Il bello della March Madness
Cosa è successo nel primo weekend del torneo NCAA.
South Region
di Lorenzo Neri @TheBro84
Il 3 dicembre scorso UCLA e Kentucky diedero vita a una delle più belle partite dell’anno, finita con la vittoria 97-92 dei Bruins alla Rupp Arena, chiudendo una striscia di vittorie casalinghe che durava da ben 42 partite. Fu la partita della consacrazione di Lonzo Ball, non solo come prospetto NBA ma anche come uno dei migliori giocatori della stagione collegiale. Non può che essere questa la partita più attesa delle Sweet Sixteen perché mette in campo due squadre protagoniste di questi mesi e una dose massiccia di talento che andrà a ripopolare i roster delle franchigie NBA dei prossimi anni.
Per gli Wildcats il cammino è stato tutt’altro che facile, dato che hanno dovuto fare i conti per il secondo anno consecutivo con le competenze tecniche di Gregg Marshall e la sua Wichita State, sudando le solite sette camicie per conquistarsi il viaggio verso Memphis, dove Calipari dovrà combattere con un ambiente ostile, sedotto e abbandonato dal coach italo-americano quando emerse lo scandalo dei test d’ammissione di Derrick Rose.
Prima Monk, poi Adebayo. E tanti saluti a Wichita State
UCLA da quel 5 dicembre non è cambiata molto, si affida ancora alle giocate di carisma e freddezza di Ball, dando vita a uno degli attacchi più divertenti da vedere per soluzioni, ritmo e atletismo reggendo l’urto anche con squadre-fortino come Cincinnati, liquidati nel secondo tempo sempre con lo zampino del figlio di LaVar.
Questa è stata la Region che più ha mantenuto le attese rispetto ai seed attribuiti dal Selection Committee – tanto che anche gli upset di Middle Tennessee State e Wichita State nel primo turno sono stati tutt’altro che imprevedibili – ed infatti abbiamo le prime 4 del tabellone faccia a faccia nelle semifinali dei Regional. North Carolina però ha rischiato seriamente di fare la fine di Villanova nel finale di partita contro Arkansas nel turno precedente, quando la 40 Minutes of Hell di Mike Anderson ha sovrastato il solito, prevedibile e statico piano partita di Roy Williams dopo un avvio che li aveva visti subito veleggiare in doppia cifra di vantaggio. Anche stavolta la profondità del roster e il maggiore talento offensivo ha avuto la meglio contro dei Razorbacks in evidente debito di ossigeno, ma è cristallino che i Tar Heels abbia grandi problemi nell’aggiustare in corsa una partita che non va secondo i loro piani, affidandosi a prestazioni individuali che rischiano di essere l’unico appiglio a una brutta situazione.

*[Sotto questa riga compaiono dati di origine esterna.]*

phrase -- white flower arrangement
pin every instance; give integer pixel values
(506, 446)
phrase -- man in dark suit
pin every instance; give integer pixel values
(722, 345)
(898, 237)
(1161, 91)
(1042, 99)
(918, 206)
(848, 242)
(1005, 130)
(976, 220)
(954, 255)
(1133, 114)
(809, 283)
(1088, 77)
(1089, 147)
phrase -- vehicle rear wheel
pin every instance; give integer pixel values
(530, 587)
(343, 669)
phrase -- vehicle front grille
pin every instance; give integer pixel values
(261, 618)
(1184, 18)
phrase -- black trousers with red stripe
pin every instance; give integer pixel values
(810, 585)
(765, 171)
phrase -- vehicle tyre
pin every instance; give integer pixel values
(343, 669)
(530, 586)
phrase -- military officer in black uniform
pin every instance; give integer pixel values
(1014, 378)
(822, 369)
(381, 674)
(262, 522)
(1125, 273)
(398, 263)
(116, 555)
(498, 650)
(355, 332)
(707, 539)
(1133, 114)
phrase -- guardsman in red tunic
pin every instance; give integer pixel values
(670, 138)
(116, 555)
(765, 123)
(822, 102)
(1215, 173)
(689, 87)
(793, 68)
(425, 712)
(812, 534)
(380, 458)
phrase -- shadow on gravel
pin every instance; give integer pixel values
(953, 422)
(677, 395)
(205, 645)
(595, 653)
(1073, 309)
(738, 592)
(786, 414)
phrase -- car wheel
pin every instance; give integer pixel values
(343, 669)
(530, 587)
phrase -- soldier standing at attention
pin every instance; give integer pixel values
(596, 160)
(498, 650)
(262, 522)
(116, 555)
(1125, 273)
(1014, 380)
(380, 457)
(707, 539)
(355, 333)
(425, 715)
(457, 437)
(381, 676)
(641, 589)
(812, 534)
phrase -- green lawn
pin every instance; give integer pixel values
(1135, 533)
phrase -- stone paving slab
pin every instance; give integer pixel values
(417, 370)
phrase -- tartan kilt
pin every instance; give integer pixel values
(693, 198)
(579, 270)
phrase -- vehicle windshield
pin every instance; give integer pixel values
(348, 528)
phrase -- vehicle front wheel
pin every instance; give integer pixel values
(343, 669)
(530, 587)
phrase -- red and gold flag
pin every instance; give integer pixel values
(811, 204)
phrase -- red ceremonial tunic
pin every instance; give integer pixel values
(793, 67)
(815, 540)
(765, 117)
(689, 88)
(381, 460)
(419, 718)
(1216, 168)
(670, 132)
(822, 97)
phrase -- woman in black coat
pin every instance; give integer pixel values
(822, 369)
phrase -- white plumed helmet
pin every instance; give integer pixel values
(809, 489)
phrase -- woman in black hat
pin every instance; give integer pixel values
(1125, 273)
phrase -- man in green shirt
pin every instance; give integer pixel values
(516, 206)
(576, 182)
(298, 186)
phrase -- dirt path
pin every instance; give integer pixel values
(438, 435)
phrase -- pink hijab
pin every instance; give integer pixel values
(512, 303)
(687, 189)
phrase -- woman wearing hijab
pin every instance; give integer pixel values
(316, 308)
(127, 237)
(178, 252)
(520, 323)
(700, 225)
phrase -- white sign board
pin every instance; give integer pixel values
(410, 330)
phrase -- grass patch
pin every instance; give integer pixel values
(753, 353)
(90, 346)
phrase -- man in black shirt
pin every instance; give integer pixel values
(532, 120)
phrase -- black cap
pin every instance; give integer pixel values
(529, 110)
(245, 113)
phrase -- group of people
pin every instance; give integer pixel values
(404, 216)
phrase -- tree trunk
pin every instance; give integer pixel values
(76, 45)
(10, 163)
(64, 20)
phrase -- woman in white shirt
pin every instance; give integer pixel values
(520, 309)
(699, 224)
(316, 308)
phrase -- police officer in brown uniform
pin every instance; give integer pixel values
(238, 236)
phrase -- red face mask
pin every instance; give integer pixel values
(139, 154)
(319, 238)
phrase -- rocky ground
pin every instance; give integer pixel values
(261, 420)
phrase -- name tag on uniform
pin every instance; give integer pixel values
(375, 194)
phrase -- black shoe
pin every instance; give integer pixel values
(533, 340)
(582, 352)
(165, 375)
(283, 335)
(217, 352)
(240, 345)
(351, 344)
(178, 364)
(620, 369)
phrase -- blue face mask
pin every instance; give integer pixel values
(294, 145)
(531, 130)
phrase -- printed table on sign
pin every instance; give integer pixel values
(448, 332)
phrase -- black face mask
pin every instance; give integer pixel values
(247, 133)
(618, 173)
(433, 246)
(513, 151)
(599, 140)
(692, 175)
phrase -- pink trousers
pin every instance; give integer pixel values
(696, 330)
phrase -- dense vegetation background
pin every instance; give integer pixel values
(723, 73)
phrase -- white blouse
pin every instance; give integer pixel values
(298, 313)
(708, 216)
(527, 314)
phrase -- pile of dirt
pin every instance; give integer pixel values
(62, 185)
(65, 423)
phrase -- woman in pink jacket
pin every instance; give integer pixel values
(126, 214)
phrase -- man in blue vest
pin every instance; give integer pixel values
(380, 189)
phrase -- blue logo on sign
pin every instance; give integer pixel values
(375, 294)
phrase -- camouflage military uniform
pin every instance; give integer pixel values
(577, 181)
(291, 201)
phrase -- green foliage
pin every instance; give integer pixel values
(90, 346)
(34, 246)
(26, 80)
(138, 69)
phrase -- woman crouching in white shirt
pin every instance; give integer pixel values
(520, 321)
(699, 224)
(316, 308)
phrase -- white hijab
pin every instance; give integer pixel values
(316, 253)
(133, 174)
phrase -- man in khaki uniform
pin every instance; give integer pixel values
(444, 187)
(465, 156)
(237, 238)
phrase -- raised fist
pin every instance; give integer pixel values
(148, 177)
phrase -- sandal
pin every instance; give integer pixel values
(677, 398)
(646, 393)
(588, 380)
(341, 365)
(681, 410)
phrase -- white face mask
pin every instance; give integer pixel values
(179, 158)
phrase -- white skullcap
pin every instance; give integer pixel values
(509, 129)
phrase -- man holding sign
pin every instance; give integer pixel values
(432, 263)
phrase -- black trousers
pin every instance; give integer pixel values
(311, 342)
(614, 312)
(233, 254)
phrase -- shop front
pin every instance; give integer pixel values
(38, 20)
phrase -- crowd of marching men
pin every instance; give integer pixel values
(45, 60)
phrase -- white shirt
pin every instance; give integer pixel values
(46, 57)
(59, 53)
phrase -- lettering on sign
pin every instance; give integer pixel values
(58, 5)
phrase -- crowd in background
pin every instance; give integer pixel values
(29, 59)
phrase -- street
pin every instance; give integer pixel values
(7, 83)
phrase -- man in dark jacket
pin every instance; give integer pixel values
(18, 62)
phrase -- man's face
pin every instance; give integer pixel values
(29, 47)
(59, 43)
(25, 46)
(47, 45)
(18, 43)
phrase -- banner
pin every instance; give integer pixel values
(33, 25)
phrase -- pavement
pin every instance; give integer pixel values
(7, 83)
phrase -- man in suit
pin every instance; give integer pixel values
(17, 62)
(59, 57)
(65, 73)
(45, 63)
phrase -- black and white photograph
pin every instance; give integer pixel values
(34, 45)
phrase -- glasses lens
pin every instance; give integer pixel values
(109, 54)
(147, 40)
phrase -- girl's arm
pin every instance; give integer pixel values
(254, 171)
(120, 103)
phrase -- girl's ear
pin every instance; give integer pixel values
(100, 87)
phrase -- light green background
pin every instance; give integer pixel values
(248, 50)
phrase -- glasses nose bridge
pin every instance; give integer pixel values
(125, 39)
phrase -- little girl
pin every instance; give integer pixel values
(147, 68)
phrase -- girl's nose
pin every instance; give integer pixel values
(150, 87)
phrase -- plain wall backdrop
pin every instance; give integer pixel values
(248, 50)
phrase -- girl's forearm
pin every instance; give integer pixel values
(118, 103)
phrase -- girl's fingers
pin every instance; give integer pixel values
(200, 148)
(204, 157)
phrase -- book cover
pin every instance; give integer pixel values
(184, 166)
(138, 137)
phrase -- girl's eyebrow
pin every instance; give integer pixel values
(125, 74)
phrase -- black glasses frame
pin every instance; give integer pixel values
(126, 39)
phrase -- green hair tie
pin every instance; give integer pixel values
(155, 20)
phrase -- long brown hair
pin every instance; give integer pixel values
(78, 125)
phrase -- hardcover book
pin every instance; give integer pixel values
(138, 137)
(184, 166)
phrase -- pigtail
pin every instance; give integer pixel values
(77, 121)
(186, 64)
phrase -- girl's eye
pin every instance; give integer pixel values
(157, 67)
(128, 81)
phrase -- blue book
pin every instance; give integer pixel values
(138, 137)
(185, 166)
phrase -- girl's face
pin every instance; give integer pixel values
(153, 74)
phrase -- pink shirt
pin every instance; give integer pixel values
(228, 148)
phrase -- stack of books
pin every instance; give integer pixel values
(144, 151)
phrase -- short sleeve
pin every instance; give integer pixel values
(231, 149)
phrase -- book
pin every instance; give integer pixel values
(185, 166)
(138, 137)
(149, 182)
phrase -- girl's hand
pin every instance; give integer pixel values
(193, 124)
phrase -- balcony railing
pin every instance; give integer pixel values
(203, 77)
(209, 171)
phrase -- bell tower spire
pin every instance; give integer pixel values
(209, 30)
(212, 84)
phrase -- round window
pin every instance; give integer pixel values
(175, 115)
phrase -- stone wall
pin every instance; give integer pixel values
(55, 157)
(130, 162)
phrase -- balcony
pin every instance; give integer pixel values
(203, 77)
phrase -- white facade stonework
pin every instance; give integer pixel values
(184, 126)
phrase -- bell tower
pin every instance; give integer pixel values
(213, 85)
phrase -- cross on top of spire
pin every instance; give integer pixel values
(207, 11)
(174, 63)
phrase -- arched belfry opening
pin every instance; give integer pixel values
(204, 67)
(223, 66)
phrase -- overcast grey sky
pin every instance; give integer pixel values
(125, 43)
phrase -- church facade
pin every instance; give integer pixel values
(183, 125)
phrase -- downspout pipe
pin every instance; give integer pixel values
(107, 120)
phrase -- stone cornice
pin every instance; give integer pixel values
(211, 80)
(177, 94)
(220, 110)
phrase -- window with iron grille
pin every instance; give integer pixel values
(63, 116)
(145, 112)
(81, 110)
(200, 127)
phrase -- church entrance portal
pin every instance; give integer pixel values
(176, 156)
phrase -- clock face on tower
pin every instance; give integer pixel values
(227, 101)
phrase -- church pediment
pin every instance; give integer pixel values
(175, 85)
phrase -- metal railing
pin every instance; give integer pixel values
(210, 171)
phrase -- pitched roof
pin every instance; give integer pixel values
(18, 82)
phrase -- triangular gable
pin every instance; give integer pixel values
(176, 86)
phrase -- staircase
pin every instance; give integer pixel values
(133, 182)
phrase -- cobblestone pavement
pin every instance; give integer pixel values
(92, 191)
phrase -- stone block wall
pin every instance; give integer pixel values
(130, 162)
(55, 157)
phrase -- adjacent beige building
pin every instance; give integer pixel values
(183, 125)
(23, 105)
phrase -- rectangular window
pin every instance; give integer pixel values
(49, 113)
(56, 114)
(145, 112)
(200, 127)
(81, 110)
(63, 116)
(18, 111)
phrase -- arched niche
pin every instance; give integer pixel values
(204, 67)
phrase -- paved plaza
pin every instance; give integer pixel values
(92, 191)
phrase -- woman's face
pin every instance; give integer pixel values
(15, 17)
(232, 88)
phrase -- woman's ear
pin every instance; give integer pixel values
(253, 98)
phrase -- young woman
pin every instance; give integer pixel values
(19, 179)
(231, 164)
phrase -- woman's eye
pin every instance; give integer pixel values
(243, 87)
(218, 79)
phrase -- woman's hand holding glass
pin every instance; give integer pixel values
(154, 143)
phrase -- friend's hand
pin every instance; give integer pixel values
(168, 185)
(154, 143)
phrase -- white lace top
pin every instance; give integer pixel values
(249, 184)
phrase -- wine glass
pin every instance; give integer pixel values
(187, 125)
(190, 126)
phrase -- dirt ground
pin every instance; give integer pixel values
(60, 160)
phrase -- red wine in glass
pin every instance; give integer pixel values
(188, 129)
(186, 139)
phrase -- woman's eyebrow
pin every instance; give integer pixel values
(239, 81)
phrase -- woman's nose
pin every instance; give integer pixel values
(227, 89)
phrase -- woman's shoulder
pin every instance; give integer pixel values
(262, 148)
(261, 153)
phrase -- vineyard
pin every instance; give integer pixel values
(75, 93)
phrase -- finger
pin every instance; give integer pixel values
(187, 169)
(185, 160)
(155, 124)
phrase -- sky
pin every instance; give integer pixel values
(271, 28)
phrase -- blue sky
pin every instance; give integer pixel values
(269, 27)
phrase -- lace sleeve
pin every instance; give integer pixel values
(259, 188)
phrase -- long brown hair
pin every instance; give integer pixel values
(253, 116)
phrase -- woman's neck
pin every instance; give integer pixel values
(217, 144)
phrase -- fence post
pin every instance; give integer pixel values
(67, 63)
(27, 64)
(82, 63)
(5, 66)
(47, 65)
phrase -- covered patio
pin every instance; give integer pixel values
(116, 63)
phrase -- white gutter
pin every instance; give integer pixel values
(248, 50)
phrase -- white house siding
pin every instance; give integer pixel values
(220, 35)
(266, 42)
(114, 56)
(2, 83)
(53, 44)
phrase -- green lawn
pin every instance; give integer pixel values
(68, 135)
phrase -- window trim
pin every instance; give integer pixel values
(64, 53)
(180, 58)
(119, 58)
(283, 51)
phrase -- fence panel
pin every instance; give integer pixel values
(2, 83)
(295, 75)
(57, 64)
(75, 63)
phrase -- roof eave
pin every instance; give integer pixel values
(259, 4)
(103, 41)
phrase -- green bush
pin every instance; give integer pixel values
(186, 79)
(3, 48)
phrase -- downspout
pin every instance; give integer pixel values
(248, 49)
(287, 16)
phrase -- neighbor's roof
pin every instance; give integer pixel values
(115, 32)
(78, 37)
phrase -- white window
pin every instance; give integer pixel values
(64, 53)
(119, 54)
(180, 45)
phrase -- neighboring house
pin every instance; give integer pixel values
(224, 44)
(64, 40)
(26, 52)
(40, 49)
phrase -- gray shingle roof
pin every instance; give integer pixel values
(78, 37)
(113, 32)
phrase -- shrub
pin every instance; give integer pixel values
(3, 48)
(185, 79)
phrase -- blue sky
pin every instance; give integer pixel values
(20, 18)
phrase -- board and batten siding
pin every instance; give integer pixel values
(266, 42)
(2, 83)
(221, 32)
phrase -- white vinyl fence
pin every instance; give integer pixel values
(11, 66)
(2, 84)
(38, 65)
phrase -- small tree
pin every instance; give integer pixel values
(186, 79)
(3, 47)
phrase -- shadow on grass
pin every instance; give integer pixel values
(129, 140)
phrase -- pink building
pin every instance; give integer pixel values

L’accoppiamento con Butler in questo aspetto è molto interessante: i Bulldogs non sono più la squadra rivelazione che Brad Stevens costruiva anno dopo anno con gli scarti degli altri college. Ora sono una delle squadre di punta della Big East, con un programma che punta a migliorare gradualmente anno dopo anno e che inizia a farsi un nome anche in fase di recruiting, con molti liceali sempre più interessanti al piccolo college dell’Indiana. In campo sono una squadra dal talento non particolarmente accentuato, ma da una solidità che gli permette di giocare 40 minuti di pallacanestro vera con pochi cali e tanta sostanza. North Carolina parte comunque favorita per l’accesso a Phoenix vogliosa di riprendersi quello che Kris Jenkins gli ha tolto allo scadere 12 mesi fa, ma le altre sono tutte lì ad aspettare il minimo passo falso.
Bonus Track: Miglior moglie da combattimento
Dietro ogni grande Coach c’è una grande donna, recita un famoso proverbio. E in effetti dietro l’eccellente lavoro a Wichita State di Gregg Marshall scopriamo esserci l’incessante sostegno della sua dolce metà, che ha passato l’intera sfida contro Kentucky a insultare i giocatori fino ad essere portata fuori dallo stadio dalla sicurezza. Dai testimoni diretti pare che avesse insulti personalizzati per ciascun membro della formazione avversaria, da Calipari fino all’ultimo panchinaro. Questo, signori, si chiama scouting.